Metricbeat fields defaults

GogLlundain · September 13, 2017, 1:43pm

Hi,

I'm running a test cluster and a production cluster, metricbeats is one of the things posting data into both of these.

In the metricbeat-* index pattern on my dev cluster the host field is searchable and aggregatable but on my production cluster I have a host field (searchable and analyzed) and a host.keyword (searchable and aggregatable) alongside it. I don't know how that got there, I haven't been messing with the mapping API or the template files.

Because my dev/prod clusters have different fields it's messing up my ElastAlert YAML, one references host and the other needs host.keyword.

Which setup is correct according to MetricBeat defaults and how do I get them in sync?

Gog

andrewkroh · September 13, 2017, 2:57pm

It sounds like the prod cluster doesn't have the index template installed. The host field should be a keyword datatype. See Loading the Index Template in Elasticsearch.

GogLlundain · September 13, 2017, 3:07pm

I wondered that too, but I don't remember having to do that in the dev cluster.

If I do post the template to the prod cluster presumably all new indexes will adhere to it but it won't apply to the existing data?

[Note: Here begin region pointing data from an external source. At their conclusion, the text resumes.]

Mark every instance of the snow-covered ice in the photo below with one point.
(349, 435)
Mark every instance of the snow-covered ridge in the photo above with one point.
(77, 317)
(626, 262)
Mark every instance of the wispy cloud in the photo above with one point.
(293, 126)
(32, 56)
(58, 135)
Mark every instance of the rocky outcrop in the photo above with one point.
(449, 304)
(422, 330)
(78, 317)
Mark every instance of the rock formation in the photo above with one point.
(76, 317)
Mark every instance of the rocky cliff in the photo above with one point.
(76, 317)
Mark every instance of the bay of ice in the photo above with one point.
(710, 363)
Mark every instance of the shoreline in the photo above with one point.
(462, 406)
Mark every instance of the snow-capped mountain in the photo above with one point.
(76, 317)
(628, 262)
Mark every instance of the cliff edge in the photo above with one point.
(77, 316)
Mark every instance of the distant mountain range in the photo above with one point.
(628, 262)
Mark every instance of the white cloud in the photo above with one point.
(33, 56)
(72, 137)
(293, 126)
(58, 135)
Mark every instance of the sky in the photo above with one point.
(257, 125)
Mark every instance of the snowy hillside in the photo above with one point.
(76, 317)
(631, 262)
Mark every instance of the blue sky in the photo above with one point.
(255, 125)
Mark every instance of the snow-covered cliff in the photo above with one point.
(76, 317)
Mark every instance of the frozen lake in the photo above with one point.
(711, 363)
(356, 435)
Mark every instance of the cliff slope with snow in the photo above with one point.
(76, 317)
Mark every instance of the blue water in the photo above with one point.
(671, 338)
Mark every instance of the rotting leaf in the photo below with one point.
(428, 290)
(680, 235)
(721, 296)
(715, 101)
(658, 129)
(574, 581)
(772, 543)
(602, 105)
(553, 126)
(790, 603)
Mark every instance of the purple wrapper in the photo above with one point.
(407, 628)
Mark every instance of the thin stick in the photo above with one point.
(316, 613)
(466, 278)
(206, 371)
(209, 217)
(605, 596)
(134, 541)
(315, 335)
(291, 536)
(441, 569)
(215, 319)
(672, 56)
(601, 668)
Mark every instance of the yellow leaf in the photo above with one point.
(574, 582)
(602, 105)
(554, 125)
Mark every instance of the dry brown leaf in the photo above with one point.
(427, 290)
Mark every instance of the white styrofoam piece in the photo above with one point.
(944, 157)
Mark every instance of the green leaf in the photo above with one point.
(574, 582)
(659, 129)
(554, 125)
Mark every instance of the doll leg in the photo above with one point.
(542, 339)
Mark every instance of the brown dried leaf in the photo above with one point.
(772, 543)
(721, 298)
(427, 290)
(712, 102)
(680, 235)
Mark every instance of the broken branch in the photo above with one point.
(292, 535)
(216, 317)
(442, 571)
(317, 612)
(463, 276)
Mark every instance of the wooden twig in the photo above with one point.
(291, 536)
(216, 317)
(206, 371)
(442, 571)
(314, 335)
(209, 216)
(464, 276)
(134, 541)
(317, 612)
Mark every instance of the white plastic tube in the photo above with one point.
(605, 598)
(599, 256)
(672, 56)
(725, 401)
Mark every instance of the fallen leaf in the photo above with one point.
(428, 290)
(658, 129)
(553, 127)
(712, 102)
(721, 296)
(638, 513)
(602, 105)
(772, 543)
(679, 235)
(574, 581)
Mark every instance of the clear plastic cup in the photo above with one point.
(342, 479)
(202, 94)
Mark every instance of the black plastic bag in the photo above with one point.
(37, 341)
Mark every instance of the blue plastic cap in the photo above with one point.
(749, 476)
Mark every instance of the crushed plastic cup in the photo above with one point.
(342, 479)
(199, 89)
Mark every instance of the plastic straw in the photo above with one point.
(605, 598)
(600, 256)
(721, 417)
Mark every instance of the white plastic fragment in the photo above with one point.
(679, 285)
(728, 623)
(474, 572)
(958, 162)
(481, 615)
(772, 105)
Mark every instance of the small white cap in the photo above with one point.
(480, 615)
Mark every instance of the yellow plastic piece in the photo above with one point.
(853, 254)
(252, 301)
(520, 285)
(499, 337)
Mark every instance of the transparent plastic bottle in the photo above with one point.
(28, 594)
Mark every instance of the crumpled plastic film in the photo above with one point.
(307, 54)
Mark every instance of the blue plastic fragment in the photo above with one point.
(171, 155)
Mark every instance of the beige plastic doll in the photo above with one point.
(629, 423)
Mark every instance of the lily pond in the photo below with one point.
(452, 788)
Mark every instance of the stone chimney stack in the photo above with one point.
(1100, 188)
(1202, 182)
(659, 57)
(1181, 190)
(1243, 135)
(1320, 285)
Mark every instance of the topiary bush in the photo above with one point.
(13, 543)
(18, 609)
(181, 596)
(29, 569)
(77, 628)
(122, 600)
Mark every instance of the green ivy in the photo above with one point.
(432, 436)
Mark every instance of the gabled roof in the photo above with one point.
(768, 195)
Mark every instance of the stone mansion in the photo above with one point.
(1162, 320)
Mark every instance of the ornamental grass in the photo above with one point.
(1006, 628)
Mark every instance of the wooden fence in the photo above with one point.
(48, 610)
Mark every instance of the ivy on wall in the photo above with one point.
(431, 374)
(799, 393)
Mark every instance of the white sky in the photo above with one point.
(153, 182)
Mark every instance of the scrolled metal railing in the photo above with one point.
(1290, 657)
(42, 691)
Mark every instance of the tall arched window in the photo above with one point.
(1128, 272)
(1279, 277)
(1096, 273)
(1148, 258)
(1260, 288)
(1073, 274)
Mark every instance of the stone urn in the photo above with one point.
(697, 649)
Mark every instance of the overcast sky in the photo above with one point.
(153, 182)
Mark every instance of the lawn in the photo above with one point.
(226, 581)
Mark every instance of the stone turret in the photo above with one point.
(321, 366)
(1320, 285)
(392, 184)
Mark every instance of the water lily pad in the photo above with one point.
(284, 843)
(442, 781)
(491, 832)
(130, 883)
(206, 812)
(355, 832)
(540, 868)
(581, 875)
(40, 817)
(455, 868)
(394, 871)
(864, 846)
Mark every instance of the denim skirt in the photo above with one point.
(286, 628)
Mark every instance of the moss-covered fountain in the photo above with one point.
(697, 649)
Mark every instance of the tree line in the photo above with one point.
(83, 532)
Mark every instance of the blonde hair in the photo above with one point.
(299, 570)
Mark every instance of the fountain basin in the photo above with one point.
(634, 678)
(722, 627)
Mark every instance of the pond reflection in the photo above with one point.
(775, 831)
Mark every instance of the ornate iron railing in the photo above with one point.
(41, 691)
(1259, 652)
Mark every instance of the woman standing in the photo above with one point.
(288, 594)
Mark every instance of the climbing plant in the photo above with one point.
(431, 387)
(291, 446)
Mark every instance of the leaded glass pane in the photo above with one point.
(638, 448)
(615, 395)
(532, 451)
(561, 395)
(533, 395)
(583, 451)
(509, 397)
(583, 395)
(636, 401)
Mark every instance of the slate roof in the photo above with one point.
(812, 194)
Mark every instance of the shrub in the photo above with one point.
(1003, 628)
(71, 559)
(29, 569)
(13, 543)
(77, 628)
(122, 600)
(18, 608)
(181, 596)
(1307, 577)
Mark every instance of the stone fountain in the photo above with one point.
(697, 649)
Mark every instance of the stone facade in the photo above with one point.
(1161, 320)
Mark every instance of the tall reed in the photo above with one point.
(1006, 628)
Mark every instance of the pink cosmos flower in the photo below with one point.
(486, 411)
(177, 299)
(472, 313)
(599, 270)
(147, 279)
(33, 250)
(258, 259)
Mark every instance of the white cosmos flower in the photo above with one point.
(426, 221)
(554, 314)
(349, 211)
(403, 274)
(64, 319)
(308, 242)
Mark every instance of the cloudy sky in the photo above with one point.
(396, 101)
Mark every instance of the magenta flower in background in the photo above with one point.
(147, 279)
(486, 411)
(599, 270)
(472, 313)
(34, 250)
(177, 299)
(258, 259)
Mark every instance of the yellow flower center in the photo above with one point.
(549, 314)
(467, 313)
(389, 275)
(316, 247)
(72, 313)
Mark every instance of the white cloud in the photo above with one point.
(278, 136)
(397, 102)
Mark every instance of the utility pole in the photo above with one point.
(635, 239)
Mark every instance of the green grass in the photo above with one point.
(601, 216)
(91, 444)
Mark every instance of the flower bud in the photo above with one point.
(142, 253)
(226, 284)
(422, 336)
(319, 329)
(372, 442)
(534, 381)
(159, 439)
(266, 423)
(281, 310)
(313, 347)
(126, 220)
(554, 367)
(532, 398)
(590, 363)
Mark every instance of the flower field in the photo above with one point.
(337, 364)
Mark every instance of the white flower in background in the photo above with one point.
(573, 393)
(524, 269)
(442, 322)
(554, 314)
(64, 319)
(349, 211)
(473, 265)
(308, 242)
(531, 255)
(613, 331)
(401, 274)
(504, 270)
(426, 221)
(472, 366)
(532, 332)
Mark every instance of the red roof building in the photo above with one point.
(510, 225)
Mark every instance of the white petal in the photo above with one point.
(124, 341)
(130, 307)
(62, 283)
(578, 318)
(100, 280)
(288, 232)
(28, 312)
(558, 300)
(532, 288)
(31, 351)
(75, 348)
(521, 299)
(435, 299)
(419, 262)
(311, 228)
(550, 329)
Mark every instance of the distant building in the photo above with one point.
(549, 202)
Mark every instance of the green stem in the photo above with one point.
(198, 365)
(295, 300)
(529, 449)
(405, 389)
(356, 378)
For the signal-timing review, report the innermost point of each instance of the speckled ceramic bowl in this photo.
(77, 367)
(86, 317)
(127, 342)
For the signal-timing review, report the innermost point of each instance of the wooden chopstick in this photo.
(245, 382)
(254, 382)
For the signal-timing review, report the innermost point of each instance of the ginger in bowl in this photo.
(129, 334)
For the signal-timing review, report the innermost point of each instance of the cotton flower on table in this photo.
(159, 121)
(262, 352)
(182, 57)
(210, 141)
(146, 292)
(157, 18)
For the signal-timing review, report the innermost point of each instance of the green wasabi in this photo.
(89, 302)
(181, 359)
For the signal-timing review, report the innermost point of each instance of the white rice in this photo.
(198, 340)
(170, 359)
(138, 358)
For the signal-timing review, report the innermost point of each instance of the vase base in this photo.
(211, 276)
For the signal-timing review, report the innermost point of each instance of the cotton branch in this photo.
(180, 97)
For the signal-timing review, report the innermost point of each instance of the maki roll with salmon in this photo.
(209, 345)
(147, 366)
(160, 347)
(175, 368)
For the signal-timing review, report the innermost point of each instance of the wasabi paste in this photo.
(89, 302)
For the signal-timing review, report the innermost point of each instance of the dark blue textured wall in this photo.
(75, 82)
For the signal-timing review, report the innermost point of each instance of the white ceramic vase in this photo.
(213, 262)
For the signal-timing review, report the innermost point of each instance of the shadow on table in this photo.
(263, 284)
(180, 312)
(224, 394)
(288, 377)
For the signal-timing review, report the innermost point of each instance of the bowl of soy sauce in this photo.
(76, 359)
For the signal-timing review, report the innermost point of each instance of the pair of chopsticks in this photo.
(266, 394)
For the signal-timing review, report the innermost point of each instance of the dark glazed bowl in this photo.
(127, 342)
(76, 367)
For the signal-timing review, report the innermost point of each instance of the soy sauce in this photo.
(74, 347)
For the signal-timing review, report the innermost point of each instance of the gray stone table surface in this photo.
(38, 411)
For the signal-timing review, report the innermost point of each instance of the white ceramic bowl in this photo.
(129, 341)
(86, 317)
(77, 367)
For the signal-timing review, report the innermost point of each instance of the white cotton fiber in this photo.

andrewkroh · September 13, 2017, 4:09pm

That's correct. It will not apply retroactively. The data in those indices would need to reindexed.

GogLlundain · September 14, 2017, 7:53am

Reindexing metricbeats data is hard...

I'll curl the template in and post back with the results.

andrewkroh · September 14, 2017, 2:31pm

Reindexing is pretty easy with the reindex API.

POST _reindex
{
  "source": {
    "index": "metricbeat-2017.01.01"
  },
  "dest": {
    "index": "metricbeat-2017.01.01-a"
  }
}

Then after that completes you delete the metricbeat-2017.01.01 index.

system · October 12, 2017, 2:31pm

This topic was automatically closed 28 days after the last reply. New replies are no longer allowed.